The Pace of Innovation

December 17, 2004

The Pace of Innovation

If you read any other blogs besides this one, you’ve probably heard that MovableType blogs are currently being hammered by a “new breed” of spambot. Webhosts are shutting down MT installations in self-defence. SixApart has offered soothing words that a fix is on the way.

As it turns out, the spammers in question had been visiting golem, upwards of a thousand times a day, until I … umh … made them go away. But to know that, you’d have to read my server logs. They had no noticeable effect on server load or on the amount of comment spam I’ve received (4 in the past two months).

Gleening what I can from the experience of others, what strikes me is how little innovation a spambot writer needs to exercise to get his 15 minutes of fame. This “new breed” of spambot differs from the ones in common usage a year ago in only two respects

Taking a page from the crapflooders, it operates from behind multiple anonymous proxies. Thus it can deposit hundreds of spam comments in a short interval of time, while evading MT’s lame-ass, ineffective comment throttle¹.
Upon finding a comment-script to post to (by looking for the POST method of the comment-entry form), it cycles through the BlogID parameter, thus depositing spam on all of the blogs hosted by that MT installation.

Other than that, apparently, it’s no more sophisticated than the easily-defeated spambots of yesteryear. You don’t even need to do something mildly sophisticated to render it ineffective.

So why the brouhaha?

Because an unprotected MT installation will buckle under the load of a crapflood (and, apparently, because MT3.x is even worse than MT2.x in this regard). So this spambot’s author’s decision to go for quantity over quality has made for a lot of unhappy people, right now.

Trackback Spam (Update)

Lest anyone think I am totally sanguine about beating these spammers, let me hasten to say that I am not.
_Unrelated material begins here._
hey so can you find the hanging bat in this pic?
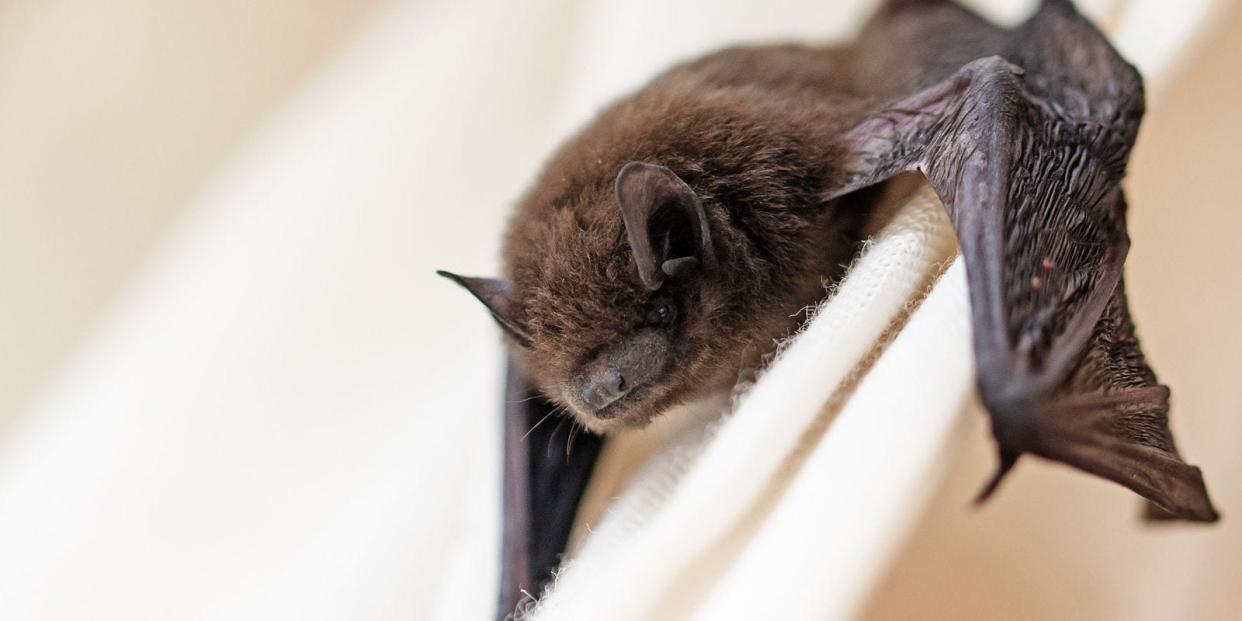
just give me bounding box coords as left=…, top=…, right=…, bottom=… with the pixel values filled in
left=438, top=0, right=1219, bottom=616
Changing only a few lines of code in their spambot, they could convert to sending Trackback spam instead of Comment spam. And neither I, nor anyone else, would have any good way of defending against them. Sure trackback throttling (incorporated into MT 3.1) would stem the tide. But, unlike comments, which can be made difficult for machines to POST, trackbacks are supposed to be POSTed by machines.

My one thought on the matter was to demand that the URL of the trackback resolve to the same IP address as where the trackback ping came from, or at least to the same /24. Theoretically, the blogging software that produced the trackback ping is running on the same host as website in question. Trackback pings sent by spammers via anonymous proxies, however, would not match.

I was halfway through coding up a plugin for MT 3.1, when it occurred to me to wonder how my existing, legitimate, trackback pings would have faired under such a system. So I wrote a little script to comb through the trackback pings I’ve received, and retrospectively apply this test to them. The results were a bit disappointing:

Of 172 trackback pings,

65 matched IP addresses exactly
13 more were in the same /24
89 didn’t come even close to matching
5 DNS lookups failed

This exaggerates the problem somewhat. Some of these pings are over 2 years old. If the person changed webhosts in the interim, the IP addresses certainly wouldn’t match today, even if they did match when the trackback was originally POSTed. But still, it looks like this strategy would have blocked over half the legitimate trackbacks I’ve received.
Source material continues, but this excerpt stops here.